Prevention of cyber risks
Contract Design
Contractual provisions are intended to allocate IT security risks (including liability, compliance and evidentiary risks) and reduce legal uncertainties in the internal relationship between two or more contracting parties. A particular challenge is often the tension between individual (possibly regulatory) customer requirements and the standardized processes and contractual terms of IT service providers.
Aitava assists with all agreements related to IT security and data protection. From one-pagers to 250-page books. And beyond.
IT security standards
“State of the art” is the central term in IT security law. This must be determined by technical standards (including ISO / IEC 27001). Depending on the application, industry-specific security standards (B3S) and authority notifications must also be observed. Determining and verifying the relevant IT security standards presents technical and legal challenges.
Aitava helps you. Interdisciplinary. From a single source.
Training Programs
Aitava offers company specific training at the highest level. We deliver the skills that are right for your organization in compact, customized sessions. We give you important ideas and show you best practices that you can implement and develop on your own.
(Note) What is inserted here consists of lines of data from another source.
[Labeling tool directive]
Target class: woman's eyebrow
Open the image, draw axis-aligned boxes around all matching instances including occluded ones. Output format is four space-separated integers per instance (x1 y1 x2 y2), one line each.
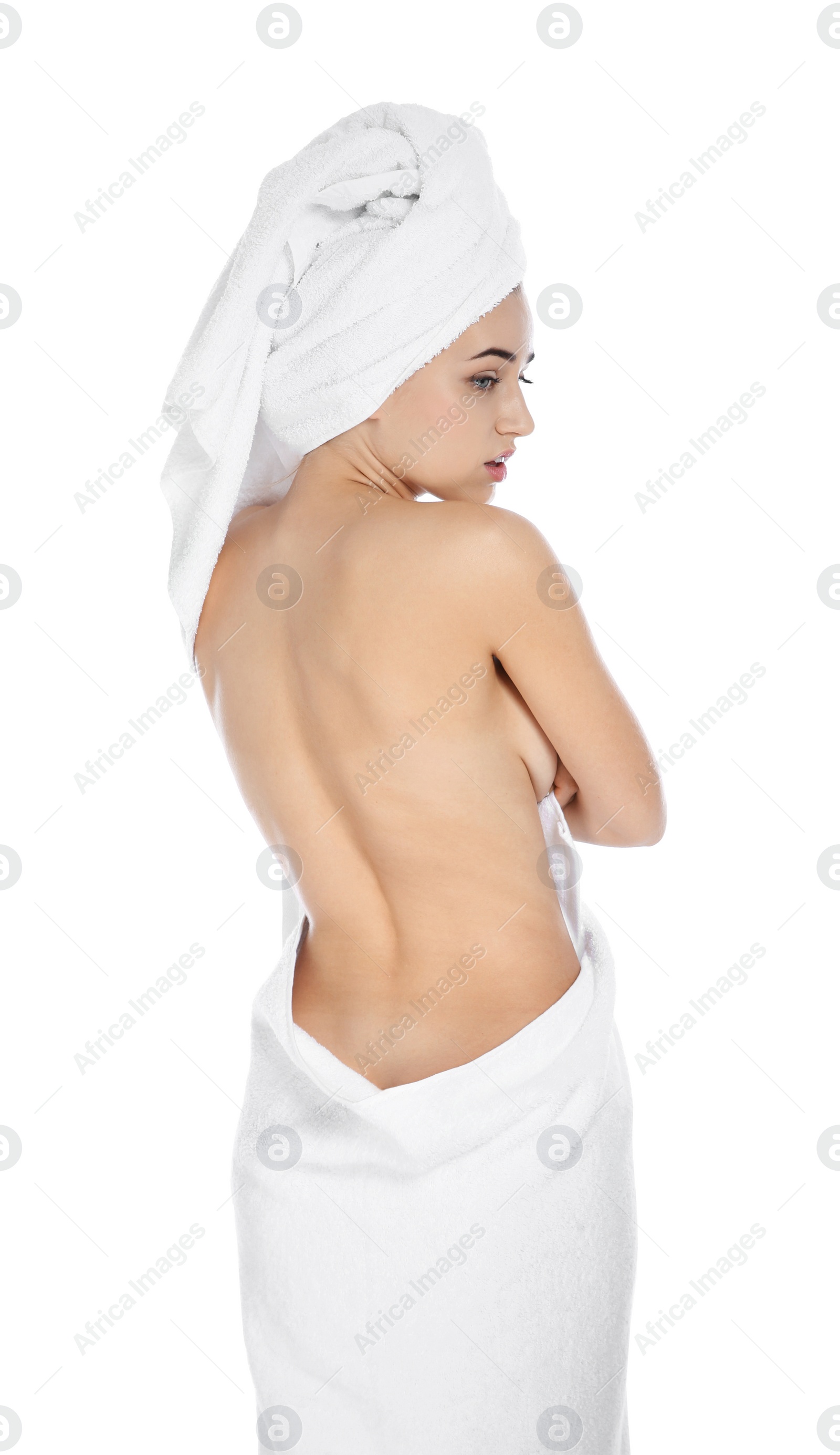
467 349 533 364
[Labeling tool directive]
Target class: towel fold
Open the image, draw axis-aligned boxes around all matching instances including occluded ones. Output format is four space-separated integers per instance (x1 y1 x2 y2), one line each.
161 102 524 656
233 794 636 1455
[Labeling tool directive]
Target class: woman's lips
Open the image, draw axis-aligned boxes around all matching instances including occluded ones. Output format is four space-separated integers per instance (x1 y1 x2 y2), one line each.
484 450 513 482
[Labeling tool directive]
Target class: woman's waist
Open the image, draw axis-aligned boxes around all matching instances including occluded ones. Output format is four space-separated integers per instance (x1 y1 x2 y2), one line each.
285 898 580 1085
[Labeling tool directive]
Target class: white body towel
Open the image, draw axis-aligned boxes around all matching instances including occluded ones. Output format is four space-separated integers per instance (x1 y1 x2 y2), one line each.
234 794 635 1455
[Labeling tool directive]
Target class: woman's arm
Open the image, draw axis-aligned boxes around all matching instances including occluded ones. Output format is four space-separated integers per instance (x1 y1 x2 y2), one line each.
474 506 666 847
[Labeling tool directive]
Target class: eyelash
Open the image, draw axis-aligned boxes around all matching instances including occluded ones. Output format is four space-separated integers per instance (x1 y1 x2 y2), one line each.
471 374 533 394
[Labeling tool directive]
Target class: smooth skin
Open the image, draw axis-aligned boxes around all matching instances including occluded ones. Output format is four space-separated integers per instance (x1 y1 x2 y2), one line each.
196 289 664 1088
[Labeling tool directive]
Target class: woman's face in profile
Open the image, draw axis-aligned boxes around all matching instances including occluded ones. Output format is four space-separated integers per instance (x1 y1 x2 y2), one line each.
362 293 533 503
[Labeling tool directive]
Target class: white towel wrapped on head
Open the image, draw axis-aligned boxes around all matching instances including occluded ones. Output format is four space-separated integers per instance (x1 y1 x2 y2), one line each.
161 102 524 655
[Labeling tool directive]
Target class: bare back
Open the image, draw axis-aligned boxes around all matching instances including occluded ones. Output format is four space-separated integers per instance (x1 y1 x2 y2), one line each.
196 487 580 1085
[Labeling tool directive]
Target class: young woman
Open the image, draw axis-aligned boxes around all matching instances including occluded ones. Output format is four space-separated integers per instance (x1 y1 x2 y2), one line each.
162 97 664 1455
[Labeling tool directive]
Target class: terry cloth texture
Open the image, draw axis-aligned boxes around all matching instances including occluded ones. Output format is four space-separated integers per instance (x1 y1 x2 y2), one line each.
233 794 636 1455
161 102 524 656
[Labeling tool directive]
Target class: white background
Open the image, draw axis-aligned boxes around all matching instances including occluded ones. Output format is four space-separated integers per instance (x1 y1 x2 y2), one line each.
0 0 840 1455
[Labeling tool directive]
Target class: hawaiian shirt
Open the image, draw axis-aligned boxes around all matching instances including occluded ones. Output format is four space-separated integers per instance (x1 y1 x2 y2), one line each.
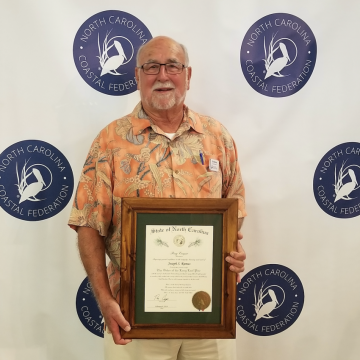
69 103 246 299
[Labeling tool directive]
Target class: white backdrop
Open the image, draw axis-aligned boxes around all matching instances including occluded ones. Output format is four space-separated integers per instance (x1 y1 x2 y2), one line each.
0 0 360 360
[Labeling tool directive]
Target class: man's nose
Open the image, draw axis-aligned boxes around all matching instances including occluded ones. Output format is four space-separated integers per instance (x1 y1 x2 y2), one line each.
158 65 169 81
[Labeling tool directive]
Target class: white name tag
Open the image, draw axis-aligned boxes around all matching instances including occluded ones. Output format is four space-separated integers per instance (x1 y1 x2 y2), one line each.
209 159 219 171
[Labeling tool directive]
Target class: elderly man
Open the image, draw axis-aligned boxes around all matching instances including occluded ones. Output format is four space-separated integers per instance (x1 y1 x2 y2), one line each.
69 36 246 360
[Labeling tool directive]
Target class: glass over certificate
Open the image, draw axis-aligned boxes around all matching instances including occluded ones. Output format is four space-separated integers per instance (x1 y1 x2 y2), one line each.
144 225 213 312
119 197 238 339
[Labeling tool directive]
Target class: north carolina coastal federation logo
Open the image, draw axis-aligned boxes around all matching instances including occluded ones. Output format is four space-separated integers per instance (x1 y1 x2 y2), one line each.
76 277 104 337
236 264 304 336
73 10 152 95
240 13 317 97
314 142 360 218
0 140 74 221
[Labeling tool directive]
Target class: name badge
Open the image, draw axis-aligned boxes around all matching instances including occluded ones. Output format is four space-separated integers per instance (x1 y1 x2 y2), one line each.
209 159 219 171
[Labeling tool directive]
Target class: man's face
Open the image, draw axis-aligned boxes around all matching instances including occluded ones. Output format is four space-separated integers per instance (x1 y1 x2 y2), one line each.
135 38 191 110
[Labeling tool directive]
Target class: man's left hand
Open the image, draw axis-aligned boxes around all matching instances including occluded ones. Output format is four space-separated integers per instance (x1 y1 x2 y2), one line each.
225 231 246 283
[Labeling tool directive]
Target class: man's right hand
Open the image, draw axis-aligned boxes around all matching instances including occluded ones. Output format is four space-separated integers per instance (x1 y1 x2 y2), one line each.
100 298 131 345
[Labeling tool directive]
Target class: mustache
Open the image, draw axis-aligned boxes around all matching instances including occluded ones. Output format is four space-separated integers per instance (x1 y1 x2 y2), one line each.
151 81 175 90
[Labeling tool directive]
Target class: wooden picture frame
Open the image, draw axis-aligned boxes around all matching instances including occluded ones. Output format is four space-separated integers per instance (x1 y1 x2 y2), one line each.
120 198 238 339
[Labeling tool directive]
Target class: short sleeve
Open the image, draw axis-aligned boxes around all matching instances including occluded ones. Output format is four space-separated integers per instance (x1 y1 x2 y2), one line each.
222 126 247 218
68 131 113 236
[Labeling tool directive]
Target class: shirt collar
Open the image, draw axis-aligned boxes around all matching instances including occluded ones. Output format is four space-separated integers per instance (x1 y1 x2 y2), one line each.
131 101 204 135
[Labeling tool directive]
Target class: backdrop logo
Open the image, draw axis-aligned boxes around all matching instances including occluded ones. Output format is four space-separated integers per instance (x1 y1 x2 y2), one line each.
240 14 316 97
76 278 104 337
236 264 304 336
0 140 74 221
73 10 152 95
314 142 360 218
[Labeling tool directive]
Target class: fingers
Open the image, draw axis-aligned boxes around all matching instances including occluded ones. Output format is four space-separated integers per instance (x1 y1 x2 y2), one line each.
225 240 246 282
102 299 131 345
107 320 131 345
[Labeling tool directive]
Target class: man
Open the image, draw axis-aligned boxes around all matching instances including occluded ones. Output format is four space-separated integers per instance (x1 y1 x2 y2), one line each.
69 36 246 360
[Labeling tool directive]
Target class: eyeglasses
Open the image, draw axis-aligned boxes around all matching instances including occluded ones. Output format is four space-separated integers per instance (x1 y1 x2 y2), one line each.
139 62 187 75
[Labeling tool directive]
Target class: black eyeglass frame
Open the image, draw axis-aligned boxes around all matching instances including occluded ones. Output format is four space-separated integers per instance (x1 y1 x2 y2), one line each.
138 62 188 75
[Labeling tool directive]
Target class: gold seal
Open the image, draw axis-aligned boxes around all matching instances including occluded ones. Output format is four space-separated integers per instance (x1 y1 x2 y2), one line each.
192 291 211 311
174 235 185 246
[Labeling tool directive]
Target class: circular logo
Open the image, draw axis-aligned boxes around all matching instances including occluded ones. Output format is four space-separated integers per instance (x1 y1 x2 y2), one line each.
0 140 74 221
236 264 304 336
73 10 152 96
314 142 360 218
76 277 104 337
240 13 317 97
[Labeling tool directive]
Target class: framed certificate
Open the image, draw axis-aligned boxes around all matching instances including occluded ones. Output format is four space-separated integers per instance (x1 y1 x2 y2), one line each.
120 198 238 339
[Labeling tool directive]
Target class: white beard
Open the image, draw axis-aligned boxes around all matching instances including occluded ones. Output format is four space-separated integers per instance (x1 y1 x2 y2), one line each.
139 78 189 110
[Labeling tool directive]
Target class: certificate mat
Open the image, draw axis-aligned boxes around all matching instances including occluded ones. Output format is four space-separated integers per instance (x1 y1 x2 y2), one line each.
120 198 238 339
135 213 222 324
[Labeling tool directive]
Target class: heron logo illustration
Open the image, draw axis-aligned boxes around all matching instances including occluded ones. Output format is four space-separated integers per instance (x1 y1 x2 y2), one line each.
73 10 152 96
254 284 285 321
0 140 74 221
240 13 317 97
263 34 297 80
97 30 134 77
76 277 104 337
313 142 360 218
15 159 52 204
236 264 304 336
334 161 360 203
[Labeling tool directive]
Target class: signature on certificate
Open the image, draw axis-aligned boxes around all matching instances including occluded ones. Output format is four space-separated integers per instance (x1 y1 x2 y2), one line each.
154 293 169 302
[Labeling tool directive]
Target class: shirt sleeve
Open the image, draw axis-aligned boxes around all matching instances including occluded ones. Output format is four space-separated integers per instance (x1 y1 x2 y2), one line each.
68 131 113 236
222 126 247 218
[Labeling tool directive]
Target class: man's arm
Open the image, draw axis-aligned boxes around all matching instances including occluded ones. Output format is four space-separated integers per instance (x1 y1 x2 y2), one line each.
226 218 246 283
77 227 131 345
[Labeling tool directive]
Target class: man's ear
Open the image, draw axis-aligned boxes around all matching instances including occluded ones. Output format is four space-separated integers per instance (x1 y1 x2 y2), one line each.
135 67 141 90
187 66 192 90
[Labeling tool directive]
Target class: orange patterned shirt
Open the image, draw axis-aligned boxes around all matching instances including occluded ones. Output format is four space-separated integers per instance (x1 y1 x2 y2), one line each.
69 103 246 300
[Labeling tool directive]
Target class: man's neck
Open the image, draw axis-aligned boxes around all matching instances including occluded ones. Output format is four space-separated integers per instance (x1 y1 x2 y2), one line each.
142 104 184 133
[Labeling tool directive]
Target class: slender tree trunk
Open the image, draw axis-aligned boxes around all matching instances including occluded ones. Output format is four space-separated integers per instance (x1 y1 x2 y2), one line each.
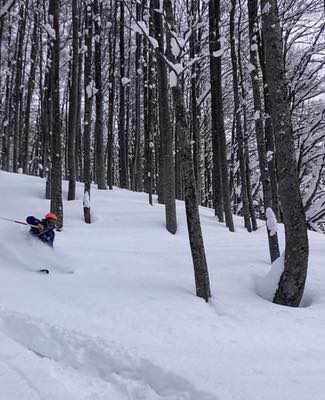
118 1 128 189
21 2 39 174
237 0 257 231
83 0 93 224
67 0 79 200
150 0 177 234
209 0 235 232
230 0 252 232
248 0 280 262
164 0 211 302
107 2 118 190
93 0 106 190
190 0 201 203
261 0 309 307
49 0 63 227
132 2 143 192
257 29 281 219
13 0 28 172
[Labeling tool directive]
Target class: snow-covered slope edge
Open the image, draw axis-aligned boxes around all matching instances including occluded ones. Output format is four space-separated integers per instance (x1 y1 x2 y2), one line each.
0 173 325 400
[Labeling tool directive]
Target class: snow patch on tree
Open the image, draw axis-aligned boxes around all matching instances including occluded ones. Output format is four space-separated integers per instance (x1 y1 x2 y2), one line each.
83 192 90 208
255 254 284 301
266 207 278 236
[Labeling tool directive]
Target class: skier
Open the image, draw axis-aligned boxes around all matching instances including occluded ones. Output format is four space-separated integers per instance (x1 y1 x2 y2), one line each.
26 212 58 247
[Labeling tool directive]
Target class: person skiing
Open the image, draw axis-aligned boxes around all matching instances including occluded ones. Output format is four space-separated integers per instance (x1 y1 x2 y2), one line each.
26 212 58 247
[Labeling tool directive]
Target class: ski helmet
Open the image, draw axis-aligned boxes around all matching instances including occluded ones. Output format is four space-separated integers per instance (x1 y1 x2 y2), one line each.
45 213 58 221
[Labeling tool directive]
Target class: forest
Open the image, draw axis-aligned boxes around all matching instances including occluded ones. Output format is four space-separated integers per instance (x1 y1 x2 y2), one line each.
0 0 325 307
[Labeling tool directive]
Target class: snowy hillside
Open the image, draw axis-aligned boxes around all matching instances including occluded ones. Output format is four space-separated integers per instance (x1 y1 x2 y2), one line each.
0 172 325 400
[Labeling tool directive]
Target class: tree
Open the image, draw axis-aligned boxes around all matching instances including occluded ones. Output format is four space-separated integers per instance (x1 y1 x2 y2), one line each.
93 0 106 190
230 0 252 232
209 0 235 232
68 0 79 200
150 0 177 234
49 0 63 227
248 0 280 262
261 0 308 307
84 0 93 224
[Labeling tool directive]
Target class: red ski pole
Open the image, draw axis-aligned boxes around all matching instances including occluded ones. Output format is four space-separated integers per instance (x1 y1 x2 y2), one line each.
0 217 28 225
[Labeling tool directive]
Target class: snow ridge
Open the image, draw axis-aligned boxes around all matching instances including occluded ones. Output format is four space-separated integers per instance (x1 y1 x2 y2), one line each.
0 309 218 400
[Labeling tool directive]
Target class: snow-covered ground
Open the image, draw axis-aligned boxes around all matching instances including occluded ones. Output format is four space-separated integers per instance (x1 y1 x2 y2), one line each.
0 172 325 400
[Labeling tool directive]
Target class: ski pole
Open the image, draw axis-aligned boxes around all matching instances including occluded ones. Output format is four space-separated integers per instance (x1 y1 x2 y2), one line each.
0 217 28 225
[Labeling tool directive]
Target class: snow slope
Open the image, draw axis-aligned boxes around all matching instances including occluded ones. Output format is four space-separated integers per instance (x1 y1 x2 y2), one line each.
0 172 325 400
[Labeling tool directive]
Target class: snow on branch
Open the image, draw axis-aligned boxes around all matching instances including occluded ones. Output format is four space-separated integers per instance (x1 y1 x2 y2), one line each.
0 0 16 18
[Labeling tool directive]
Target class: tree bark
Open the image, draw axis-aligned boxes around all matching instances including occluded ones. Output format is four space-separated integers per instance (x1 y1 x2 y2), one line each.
83 0 93 224
68 0 79 200
248 0 280 262
261 0 309 307
164 0 211 302
93 0 106 190
150 0 177 234
230 0 252 232
49 0 63 228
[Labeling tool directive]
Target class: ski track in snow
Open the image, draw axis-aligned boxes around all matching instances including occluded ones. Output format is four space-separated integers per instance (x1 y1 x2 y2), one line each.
0 309 218 400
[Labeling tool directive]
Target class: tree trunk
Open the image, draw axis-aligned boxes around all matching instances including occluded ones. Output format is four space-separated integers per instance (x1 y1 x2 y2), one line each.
248 0 280 262
49 0 63 228
164 0 211 302
67 0 79 200
118 1 128 189
261 0 309 307
93 0 106 190
209 0 235 232
230 0 252 232
83 3 93 224
107 2 118 190
150 0 177 234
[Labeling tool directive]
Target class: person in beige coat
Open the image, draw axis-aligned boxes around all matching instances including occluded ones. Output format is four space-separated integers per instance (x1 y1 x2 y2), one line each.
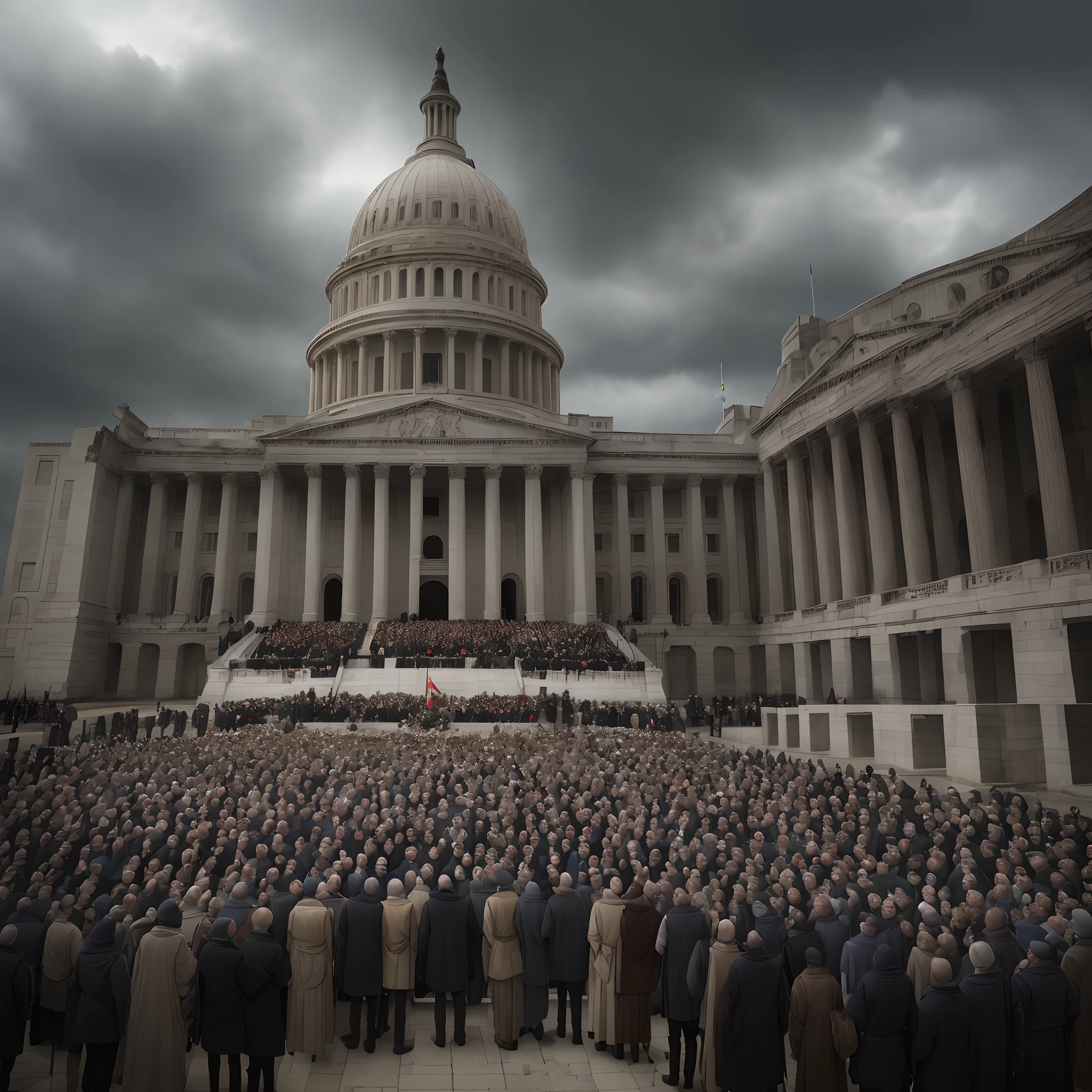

We focus on your individual needs: from introductory workshops to in-depth special topics. On-site and virtual. Interactive if you like. With a passion for the subject.
Emergency Preparation
Good preparation is half the battle. Companies should set themselves up in such a way that the relevant people, especially in management and also in the supply chain, are optimally prepared for an emergency. So that everyone knows what to do. This applies equally to cyber attacks and data protection incidents.
Aitava provides you with comprehensive support in developing, testing and implementing an emergency plan. An emergency plan is only as good as its actual implementation. Thanks to our many years of practical experience in cyber risk issues, we are familiar with the everyday organizational, technical and legal pitfalls. We provide you with important insights. Pragmatically and personally.
Emergency Assistance
- Identification and defense against acute hazards
- Protection of backups
- Comprehensive preservation of evidence
- Maintaining business-critical processes
- Timely reporting to authorities
- Internal and external crisis communication, in particular coordination with the police, insurance companies and contractual partners
- Measures against attackers
- Enforcement of claims
Aitava provides you with comprehensive support in emergencies. So that all the necessary crisis measures are taken at the right time. Without losing sight of the big picture.